The derogatory term used for Replicants refers to the fact that they look human but technically are not. In “Blade Runner,” Deckard’s lieutenant in the LAPD first uses the term. In “Blade Runner 2049,” another officer slings the slur at Officer K early in the movie. (The term also shows up in the 2004 “Battlestar Galactica” reboot, which features genetically engineered artificial people and stars Edward James Olmos, as a “Blade Runner” reference.)
The wasp
Empathy toward other living creatures is a key point in “Do Androids Dream of Electric Sheep?” and “Blade Runner.” During Rachael’s Voight-Kampff test in “Blade Runner,” Deckard asks her what she would do if she saw a wasp crawling on her arm. “I’d kill it,” she quickly replies.
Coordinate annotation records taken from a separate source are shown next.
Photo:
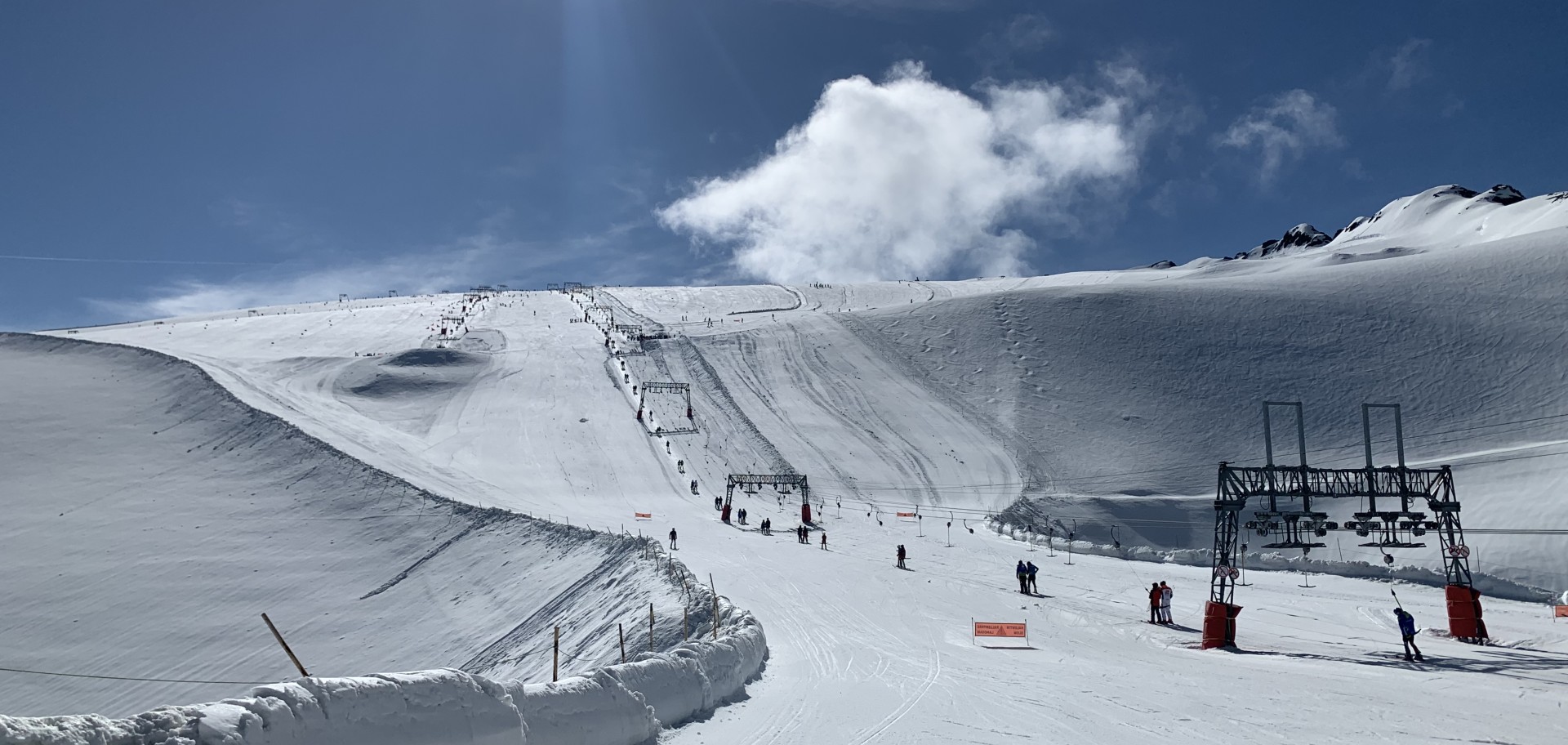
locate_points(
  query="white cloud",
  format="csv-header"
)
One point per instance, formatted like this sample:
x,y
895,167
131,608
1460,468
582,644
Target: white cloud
x,y
1409,65
908,177
1283,131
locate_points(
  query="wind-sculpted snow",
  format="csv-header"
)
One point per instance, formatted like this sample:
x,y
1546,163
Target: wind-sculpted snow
x,y
151,518
1106,399
617,705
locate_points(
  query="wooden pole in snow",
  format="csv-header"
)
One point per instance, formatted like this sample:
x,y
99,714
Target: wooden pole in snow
x,y
279,637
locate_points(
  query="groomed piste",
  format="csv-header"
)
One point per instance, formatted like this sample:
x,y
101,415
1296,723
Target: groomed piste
x,y
998,416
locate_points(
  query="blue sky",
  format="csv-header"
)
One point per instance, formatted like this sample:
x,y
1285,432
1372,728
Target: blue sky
x,y
194,156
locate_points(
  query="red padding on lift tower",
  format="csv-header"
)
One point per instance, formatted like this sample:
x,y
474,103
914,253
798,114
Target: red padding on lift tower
x,y
1465,612
1218,625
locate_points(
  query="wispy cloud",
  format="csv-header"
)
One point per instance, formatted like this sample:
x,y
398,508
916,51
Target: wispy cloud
x,y
908,177
894,5
1409,65
87,259
1000,49
1283,131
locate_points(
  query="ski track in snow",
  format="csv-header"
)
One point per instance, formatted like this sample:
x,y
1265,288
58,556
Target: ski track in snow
x,y
906,395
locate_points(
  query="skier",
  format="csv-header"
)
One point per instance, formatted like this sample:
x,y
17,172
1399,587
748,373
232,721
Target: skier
x,y
1407,629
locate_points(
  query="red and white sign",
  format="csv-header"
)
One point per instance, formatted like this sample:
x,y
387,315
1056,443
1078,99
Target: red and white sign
x,y
1002,629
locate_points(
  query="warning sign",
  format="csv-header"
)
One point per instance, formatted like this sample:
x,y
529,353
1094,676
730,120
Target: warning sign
x,y
1000,629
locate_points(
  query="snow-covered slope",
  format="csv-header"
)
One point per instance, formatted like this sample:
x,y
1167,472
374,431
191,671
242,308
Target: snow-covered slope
x,y
151,520
1102,397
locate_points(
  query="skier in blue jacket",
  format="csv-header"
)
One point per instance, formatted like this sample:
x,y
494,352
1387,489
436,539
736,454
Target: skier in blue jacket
x,y
1407,629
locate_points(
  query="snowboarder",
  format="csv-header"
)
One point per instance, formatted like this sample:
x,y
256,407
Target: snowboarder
x,y
1407,631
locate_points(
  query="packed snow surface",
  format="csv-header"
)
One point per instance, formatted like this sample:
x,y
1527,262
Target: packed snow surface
x,y
1102,399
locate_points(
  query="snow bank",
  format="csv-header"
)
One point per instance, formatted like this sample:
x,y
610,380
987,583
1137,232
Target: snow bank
x,y
584,709
434,706
618,705
673,687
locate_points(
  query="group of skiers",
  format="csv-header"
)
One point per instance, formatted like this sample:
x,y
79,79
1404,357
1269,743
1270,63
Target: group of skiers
x,y
1026,578
804,535
1159,603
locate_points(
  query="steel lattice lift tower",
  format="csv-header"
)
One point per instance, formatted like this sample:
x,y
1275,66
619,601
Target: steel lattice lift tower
x,y
1390,497
782,482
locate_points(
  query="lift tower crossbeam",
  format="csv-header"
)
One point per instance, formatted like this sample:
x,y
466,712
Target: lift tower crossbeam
x,y
1285,496
777,480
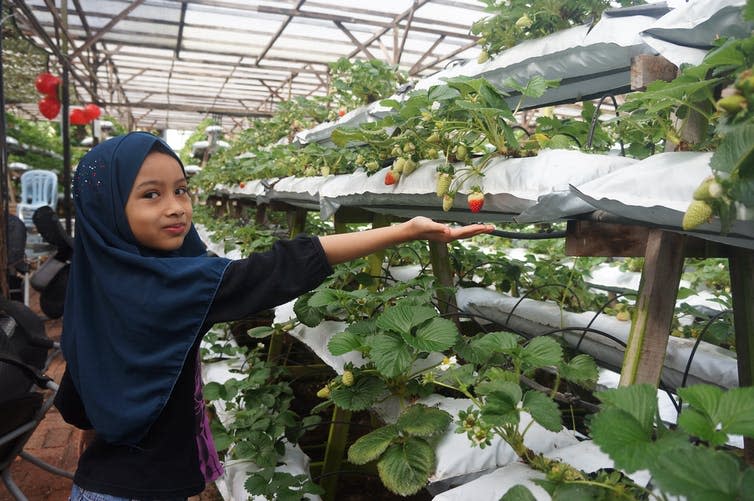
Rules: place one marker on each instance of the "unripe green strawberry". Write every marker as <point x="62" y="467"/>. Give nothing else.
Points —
<point x="697" y="214"/>
<point x="524" y="22"/>
<point x="409" y="166"/>
<point x="398" y="164"/>
<point x="475" y="200"/>
<point x="447" y="201"/>
<point x="702" y="191"/>
<point x="347" y="378"/>
<point x="462" y="153"/>
<point x="392" y="176"/>
<point x="732" y="104"/>
<point x="443" y="183"/>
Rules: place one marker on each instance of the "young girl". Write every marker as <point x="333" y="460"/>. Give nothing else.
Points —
<point x="141" y="295"/>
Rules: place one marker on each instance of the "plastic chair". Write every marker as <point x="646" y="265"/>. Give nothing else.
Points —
<point x="38" y="188"/>
<point x="26" y="393"/>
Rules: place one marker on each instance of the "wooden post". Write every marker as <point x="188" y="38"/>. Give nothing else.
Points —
<point x="440" y="259"/>
<point x="741" y="271"/>
<point x="650" y="328"/>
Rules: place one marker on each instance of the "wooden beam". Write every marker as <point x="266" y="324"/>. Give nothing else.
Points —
<point x="655" y="306"/>
<point x="105" y="29"/>
<point x="646" y="68"/>
<point x="427" y="53"/>
<point x="742" y="288"/>
<point x="355" y="40"/>
<point x="296" y="11"/>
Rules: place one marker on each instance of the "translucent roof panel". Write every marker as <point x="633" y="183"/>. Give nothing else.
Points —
<point x="170" y="64"/>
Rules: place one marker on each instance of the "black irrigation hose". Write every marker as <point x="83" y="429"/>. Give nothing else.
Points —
<point x="696" y="344"/>
<point x="600" y="311"/>
<point x="593" y="125"/>
<point x="528" y="236"/>
<point x="535" y="289"/>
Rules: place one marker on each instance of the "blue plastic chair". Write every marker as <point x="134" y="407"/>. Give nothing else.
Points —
<point x="38" y="188"/>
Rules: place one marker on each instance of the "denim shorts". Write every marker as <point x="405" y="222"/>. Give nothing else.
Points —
<point x="79" y="494"/>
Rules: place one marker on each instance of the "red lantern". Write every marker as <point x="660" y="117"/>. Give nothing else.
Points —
<point x="78" y="116"/>
<point x="49" y="107"/>
<point x="92" y="112"/>
<point x="47" y="84"/>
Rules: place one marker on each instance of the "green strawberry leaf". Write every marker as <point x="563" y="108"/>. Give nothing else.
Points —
<point x="639" y="401"/>
<point x="390" y="353"/>
<point x="541" y="352"/>
<point x="438" y="334"/>
<point x="543" y="410"/>
<point x="422" y="421"/>
<point x="403" y="318"/>
<point x="371" y="446"/>
<point x="703" y="474"/>
<point x="361" y="395"/>
<point x="580" y="369"/>
<point x="405" y="467"/>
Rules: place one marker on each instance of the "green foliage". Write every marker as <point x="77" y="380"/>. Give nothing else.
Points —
<point x="263" y="421"/>
<point x="354" y="82"/>
<point x="513" y="21"/>
<point x="403" y="451"/>
<point x="629" y="430"/>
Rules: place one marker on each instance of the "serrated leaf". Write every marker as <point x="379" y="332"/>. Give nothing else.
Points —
<point x="371" y="446"/>
<point x="438" y="334"/>
<point x="361" y="395"/>
<point x="620" y="435"/>
<point x="541" y="352"/>
<point x="260" y="332"/>
<point x="344" y="342"/>
<point x="323" y="297"/>
<point x="405" y="468"/>
<point x="580" y="369"/>
<point x="390" y="354"/>
<point x="543" y="410"/>
<point x="422" y="421"/>
<point x="702" y="475"/>
<point x="518" y="493"/>
<point x="403" y="318"/>
<point x="311" y="317"/>
<point x="736" y="152"/>
<point x="501" y="407"/>
<point x="700" y="425"/>
<point x="736" y="411"/>
<point x="639" y="400"/>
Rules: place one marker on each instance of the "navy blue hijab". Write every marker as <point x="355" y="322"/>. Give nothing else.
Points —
<point x="131" y="313"/>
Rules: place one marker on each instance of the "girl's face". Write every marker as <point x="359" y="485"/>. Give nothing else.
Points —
<point x="159" y="207"/>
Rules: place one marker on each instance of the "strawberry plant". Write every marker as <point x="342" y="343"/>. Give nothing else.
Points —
<point x="512" y="21"/>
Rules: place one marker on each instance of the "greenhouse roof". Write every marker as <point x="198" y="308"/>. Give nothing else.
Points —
<point x="170" y="64"/>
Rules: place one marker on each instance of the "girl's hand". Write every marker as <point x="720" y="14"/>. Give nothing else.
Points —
<point x="424" y="228"/>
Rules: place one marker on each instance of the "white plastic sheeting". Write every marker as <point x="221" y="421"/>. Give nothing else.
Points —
<point x="711" y="364"/>
<point x="231" y="483"/>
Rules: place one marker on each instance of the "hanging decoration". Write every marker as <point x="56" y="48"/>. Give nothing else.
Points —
<point x="48" y="85"/>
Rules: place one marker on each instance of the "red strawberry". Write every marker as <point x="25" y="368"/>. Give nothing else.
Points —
<point x="475" y="200"/>
<point x="92" y="111"/>
<point x="392" y="176"/>
<point x="78" y="117"/>
<point x="49" y="107"/>
<point x="47" y="84"/>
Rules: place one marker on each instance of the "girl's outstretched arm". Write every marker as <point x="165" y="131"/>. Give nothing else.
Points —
<point x="347" y="246"/>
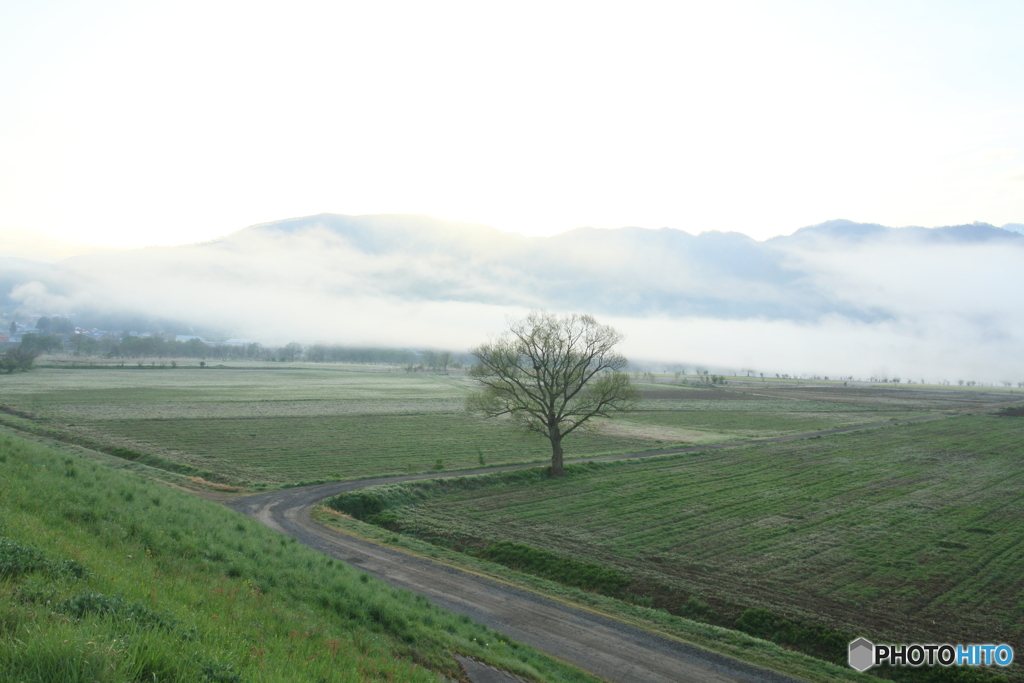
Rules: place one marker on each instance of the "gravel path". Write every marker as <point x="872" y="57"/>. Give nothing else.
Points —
<point x="608" y="648"/>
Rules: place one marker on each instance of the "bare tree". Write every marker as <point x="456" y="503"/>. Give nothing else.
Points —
<point x="552" y="374"/>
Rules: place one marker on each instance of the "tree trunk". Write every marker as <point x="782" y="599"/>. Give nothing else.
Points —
<point x="556" y="453"/>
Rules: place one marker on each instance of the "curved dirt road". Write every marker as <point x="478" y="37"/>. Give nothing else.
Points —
<point x="603" y="646"/>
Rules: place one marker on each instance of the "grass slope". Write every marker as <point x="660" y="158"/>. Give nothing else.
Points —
<point x="108" y="577"/>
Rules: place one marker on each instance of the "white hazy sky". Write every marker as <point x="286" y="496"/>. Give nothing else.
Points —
<point x="140" y="123"/>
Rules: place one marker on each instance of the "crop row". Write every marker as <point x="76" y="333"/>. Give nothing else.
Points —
<point x="913" y="530"/>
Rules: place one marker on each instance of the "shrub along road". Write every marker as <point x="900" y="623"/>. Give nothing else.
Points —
<point x="605" y="647"/>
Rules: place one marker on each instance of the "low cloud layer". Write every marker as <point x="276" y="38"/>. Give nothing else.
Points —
<point x="839" y="299"/>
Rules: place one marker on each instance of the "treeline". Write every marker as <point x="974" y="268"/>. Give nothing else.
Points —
<point x="130" y="346"/>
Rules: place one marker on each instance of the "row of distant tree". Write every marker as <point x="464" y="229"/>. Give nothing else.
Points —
<point x="130" y="346"/>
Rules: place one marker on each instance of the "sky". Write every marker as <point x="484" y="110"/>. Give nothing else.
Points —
<point x="154" y="123"/>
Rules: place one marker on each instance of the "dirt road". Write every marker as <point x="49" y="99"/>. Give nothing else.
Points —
<point x="609" y="649"/>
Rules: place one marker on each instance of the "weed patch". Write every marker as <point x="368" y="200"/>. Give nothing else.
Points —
<point x="588" y="575"/>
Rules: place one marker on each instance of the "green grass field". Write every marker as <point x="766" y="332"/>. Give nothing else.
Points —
<point x="903" y="532"/>
<point x="107" y="577"/>
<point x="911" y="532"/>
<point x="272" y="424"/>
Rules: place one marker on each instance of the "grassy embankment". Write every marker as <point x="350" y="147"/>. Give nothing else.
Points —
<point x="904" y="534"/>
<point x="108" y="577"/>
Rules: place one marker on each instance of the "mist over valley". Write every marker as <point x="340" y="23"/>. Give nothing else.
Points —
<point x="840" y="298"/>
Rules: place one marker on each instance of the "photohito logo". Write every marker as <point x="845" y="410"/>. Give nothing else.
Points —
<point x="864" y="654"/>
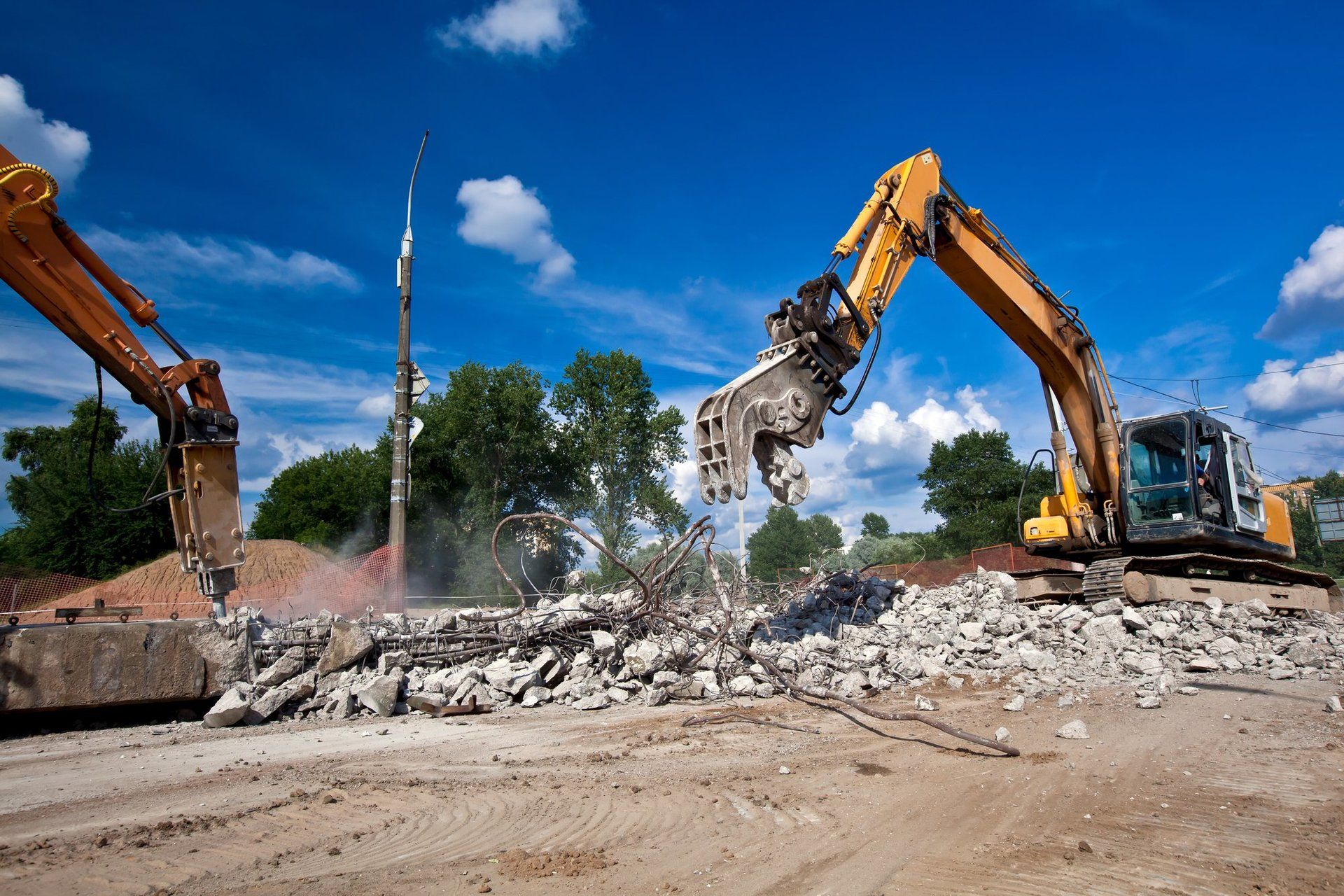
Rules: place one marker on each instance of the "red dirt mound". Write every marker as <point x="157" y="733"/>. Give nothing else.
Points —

In “Blade Runner 2049,” K has a moment in which a bee lands on his hand, and he pointedly watches it without hurting it. It’s not quite a wasp, but the similarity doesn’t seem like an accident.
Eyes
Both “Blade Runner” and “Blade Runner 2049” use close-up shots of eyes early in the film — while not revealing exactly whose eyes are being shown, or whether they belong to humans or Replicants. In “Blade Runner,” Replicant Roy Batty visits a genetic designer who created his Nexus-6 eyes. Replicant characters in the first movie are also often lit so their eyes shine.
Pan Am
Pan Am was once the largest international airline carrier in the U.S. The airline collapsed in 1991, but when the future of “Blade Runner” was imagined in 1982, the company still existed in 2019. And it persists even further into the future in “Blade Runner 2049.”
Atari
Video game publisher Atari came into prominence in the 1970s and was a big deal in the burgeoning gaming market by 1982. Since then, the company has been split up and acquired numerous times. It hasn’t fared as well as it did in the “Blade Runner” universe, where its huge ads appear both in 2019 and 2049.
The wooden horse
K spends a lot of “Blade Runner 2049” trying to figure out the importance of a wooden horse, which is a particular clue in his investigation. It’s not a stretch to see the horse related to the unicorn that featured prominently in later cuts of “Blade Runner.” In the director’s cut and “Final Cut” of “Blade Runner,” Deckard saw a vision of a unicorn throughout the film, and the movie ends with him finding an origami unicorn left behind at his apartment by Gaff. It’s the unicorn that forms the main evidence that Deckard might have been a Replicant in the first film.